A maneira como a sociedade reage ao suicídio varia de acordo com a cultura vigente e também no que tange ao período histórico em questão. Na Roma antiga, a morte não significava muito, era mais importante o meio de morrer, como um ato digno e realizado no momento certo. Entre os primeiros cristãos, morrer significava libertar-se deste mundo de dores e sofrimentos, dos pecados. Assim, a morte era como tomar um caminho mais curto que conduzisse ao Paraíso. A história mudou nos séculos V e VI, nos Concílios de Orleans, Braga e Toledo. Estes encontros deliberaram uma mudança de rumos, proibindo qualquer homenagem aos suicidas, e mesmo aqueles que só tentavam e não conseguiam êxito, eram excomungados. Assim, o suicídio tornou-se um crime e um hediondo pecado, e suas conseqüências poderiam agora se estender inclusive aos familiares, que enfrentavam preconceitos e perseguições. Somente no Renascimento, uma época mais romântica, o suicida foi resgatado e em torno dele instituiu-se uma aura de respeito e de um certo fascínio.

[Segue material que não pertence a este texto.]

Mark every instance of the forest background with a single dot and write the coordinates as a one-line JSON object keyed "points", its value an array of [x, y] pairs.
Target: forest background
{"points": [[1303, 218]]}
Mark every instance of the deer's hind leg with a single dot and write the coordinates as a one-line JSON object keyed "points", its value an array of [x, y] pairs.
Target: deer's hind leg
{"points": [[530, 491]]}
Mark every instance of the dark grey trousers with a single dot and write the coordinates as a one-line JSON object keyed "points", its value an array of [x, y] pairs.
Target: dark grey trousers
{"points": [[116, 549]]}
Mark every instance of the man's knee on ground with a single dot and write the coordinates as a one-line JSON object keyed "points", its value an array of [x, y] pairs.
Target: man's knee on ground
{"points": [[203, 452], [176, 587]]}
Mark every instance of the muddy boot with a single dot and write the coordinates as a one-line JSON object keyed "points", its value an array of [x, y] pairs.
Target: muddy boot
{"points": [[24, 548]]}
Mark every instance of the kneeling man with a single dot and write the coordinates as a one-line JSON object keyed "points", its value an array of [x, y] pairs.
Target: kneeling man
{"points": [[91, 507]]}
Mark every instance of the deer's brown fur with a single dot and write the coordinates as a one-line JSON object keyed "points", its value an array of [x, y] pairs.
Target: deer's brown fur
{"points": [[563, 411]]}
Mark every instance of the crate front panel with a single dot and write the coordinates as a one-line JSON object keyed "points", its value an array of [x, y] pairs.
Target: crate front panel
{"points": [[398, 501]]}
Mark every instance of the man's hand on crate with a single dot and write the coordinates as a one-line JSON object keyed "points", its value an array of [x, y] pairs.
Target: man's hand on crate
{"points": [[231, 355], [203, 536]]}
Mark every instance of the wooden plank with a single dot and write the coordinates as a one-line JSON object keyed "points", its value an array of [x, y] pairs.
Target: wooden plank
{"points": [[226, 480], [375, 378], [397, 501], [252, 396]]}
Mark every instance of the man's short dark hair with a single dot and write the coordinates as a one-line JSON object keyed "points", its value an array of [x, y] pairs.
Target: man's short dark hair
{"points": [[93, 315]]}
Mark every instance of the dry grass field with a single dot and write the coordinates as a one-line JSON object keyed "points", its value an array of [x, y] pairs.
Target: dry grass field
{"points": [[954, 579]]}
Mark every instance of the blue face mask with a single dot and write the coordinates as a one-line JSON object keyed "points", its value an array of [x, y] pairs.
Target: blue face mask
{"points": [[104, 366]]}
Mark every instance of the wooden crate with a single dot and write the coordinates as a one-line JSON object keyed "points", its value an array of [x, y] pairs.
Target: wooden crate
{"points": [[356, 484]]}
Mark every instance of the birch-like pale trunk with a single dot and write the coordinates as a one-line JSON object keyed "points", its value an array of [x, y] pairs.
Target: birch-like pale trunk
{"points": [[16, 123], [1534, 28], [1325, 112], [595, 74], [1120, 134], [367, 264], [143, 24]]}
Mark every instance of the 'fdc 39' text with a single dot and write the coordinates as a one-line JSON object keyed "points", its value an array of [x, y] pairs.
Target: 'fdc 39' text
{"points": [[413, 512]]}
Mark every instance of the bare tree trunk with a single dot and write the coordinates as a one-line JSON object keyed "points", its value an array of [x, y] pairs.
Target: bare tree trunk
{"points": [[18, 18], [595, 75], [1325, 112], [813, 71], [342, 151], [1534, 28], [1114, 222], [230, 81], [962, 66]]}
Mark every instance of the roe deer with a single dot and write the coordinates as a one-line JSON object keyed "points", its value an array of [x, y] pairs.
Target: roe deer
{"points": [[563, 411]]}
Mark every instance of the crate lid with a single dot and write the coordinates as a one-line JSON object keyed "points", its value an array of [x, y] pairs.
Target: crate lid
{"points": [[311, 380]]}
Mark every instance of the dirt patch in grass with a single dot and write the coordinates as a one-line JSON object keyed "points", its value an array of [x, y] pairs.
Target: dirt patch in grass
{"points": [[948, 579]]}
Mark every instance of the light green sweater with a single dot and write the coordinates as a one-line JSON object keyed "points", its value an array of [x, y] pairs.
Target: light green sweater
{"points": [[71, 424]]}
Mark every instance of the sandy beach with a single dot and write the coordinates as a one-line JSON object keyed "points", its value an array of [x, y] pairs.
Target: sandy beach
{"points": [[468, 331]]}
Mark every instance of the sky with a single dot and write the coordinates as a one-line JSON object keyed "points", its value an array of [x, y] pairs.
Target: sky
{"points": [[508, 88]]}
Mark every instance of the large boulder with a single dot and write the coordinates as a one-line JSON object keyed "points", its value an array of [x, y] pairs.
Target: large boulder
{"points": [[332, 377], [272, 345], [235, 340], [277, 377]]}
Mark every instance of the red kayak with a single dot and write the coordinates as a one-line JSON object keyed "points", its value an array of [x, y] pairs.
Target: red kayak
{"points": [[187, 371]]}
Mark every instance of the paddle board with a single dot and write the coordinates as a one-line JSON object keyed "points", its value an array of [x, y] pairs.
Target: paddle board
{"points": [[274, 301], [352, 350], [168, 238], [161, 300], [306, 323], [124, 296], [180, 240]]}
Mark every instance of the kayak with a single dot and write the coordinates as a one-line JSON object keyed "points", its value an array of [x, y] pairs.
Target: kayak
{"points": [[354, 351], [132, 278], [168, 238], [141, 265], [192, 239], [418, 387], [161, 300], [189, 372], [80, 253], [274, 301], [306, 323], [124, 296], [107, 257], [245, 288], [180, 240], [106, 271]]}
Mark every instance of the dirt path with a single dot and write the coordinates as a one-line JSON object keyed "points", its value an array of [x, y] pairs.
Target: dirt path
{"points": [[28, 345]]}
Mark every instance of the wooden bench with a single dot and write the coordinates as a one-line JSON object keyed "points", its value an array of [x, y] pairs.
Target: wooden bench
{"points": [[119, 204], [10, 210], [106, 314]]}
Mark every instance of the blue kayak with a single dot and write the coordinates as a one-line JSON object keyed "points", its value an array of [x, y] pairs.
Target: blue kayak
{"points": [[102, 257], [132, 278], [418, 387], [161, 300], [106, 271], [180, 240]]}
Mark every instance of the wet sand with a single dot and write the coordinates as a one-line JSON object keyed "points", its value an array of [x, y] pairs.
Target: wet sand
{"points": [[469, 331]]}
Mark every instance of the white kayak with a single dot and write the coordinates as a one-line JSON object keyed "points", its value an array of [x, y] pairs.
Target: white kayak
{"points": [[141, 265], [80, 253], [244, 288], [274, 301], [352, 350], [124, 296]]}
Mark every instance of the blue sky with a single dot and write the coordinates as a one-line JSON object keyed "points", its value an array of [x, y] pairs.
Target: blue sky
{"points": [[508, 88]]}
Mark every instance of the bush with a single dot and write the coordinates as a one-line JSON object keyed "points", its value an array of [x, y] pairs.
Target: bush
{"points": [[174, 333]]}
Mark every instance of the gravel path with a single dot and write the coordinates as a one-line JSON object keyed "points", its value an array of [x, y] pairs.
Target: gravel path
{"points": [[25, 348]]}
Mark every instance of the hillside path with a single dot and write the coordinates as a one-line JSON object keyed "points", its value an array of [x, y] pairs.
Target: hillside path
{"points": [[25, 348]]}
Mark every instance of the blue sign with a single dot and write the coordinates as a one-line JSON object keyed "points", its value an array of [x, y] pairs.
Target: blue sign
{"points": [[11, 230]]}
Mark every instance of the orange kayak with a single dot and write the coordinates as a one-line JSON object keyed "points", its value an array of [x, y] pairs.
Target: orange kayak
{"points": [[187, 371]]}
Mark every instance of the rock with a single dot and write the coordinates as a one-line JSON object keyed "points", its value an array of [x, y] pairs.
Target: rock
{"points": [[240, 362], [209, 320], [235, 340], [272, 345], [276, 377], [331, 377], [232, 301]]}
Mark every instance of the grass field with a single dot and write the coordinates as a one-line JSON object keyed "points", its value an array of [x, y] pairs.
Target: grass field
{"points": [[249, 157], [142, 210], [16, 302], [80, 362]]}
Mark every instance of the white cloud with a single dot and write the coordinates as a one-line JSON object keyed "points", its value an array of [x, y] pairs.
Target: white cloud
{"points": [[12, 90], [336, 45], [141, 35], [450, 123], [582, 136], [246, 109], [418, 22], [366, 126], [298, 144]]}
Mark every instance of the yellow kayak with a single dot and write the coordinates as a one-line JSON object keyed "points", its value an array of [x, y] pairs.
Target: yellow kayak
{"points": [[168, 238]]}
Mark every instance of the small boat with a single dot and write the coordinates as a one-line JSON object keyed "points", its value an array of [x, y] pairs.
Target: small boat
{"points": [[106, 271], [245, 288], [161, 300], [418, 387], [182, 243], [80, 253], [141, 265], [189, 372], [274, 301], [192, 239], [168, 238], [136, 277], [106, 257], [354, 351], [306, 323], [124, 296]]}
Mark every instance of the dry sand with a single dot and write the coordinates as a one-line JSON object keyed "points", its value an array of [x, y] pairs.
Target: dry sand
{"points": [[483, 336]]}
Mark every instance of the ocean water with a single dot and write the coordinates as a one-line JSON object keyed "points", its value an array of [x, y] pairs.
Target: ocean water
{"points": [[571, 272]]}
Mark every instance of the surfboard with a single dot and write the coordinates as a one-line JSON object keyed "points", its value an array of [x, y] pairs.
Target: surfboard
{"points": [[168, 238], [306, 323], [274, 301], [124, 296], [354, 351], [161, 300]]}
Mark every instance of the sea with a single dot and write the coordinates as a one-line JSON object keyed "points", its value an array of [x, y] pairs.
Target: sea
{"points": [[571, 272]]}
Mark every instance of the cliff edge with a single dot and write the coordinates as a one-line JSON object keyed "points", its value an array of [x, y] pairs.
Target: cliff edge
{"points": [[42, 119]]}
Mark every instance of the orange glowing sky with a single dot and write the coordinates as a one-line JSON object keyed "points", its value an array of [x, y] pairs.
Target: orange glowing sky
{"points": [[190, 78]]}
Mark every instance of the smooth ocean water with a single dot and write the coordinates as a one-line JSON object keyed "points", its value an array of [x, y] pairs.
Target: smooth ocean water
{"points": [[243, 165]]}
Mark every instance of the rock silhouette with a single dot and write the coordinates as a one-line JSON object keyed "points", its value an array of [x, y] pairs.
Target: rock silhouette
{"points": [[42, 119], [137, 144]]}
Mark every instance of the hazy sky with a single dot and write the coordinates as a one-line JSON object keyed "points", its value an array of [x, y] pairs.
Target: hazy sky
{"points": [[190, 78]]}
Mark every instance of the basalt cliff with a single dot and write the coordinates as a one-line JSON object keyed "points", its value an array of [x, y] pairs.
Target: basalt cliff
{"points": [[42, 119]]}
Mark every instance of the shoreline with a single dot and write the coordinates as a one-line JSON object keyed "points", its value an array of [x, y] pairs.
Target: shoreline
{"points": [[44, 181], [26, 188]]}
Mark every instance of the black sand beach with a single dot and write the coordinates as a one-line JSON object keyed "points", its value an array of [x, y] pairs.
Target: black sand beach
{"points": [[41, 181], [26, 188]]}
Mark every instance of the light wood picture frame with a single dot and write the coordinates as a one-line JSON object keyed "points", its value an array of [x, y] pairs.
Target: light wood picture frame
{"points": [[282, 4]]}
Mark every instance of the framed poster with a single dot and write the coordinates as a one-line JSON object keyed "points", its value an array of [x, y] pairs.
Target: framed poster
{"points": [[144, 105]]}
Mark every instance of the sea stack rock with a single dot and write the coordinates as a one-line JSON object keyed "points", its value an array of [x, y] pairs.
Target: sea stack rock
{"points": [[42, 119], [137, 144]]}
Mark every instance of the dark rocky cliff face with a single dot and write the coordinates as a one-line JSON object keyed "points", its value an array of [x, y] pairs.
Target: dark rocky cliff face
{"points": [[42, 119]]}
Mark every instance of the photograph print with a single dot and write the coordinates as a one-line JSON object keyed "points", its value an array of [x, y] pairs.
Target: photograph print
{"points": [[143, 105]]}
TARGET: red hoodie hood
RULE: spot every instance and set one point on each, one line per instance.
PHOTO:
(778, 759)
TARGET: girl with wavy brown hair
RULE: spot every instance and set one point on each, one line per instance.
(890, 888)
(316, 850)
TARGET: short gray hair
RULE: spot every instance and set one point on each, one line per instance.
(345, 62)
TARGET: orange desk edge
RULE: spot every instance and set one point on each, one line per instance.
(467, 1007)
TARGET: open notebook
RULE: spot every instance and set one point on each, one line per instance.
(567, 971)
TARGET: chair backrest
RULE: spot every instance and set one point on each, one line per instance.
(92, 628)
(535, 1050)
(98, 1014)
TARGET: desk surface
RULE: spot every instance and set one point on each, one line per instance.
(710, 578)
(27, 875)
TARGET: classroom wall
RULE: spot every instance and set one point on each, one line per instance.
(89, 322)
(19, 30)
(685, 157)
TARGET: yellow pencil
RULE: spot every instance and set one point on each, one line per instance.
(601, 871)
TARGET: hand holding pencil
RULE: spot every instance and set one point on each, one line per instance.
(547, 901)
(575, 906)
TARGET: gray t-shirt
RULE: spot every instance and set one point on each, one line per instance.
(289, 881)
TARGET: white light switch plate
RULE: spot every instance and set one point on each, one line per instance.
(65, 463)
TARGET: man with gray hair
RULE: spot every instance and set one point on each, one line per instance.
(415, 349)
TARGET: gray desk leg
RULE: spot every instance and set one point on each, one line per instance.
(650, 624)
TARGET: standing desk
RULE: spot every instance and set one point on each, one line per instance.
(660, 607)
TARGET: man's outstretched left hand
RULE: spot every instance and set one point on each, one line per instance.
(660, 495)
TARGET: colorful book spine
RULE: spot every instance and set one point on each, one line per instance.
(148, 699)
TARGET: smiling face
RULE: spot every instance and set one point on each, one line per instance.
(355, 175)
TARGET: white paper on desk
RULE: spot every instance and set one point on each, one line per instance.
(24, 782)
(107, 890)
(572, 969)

O ato suicida é, portanto, considerado um pecado em algumas religiões e um crime em certas legislações. Mas em algumas culturas, como a japonesa, esta atitude pode ser considerada uma forma digna de fugir de contextos que envolvem vergonha e culpa, como o harakiri, praticado antigamente entre os guerreiros samurais. Mas a alta taxa de suicídio entre os jovens é o que mais preocupa hoje nossa sociedade. Entre os 15 e os 24 anos, ele já se encontra no terceiro lugar nas causas da morte, logo depois de acidentes e homicídios. Seus conflitos interiores são geralmente desencadeados pela forma como são educados, pelo ambiente familiar. Neste meio os jovens podem se deparar com a imposição de sentimentos de culpa, através de terríveis chantagens emocionais, com violência doméstica, ausência familiar, abandono, carência, superproteção, baixa auto-estima, entre outros fatores. Infelizmente estas ocorrências são muito comuns, e geralmente divorciam estes seres de sua própria alma, eles se tornam criaturas cindidas e despersonalizadas, e muitas vezes não conseguem conviver com as angústias e dores que acometem sua anima. Desmotivados e em profundo desequilíbrio, eles buscam refúgio na morte.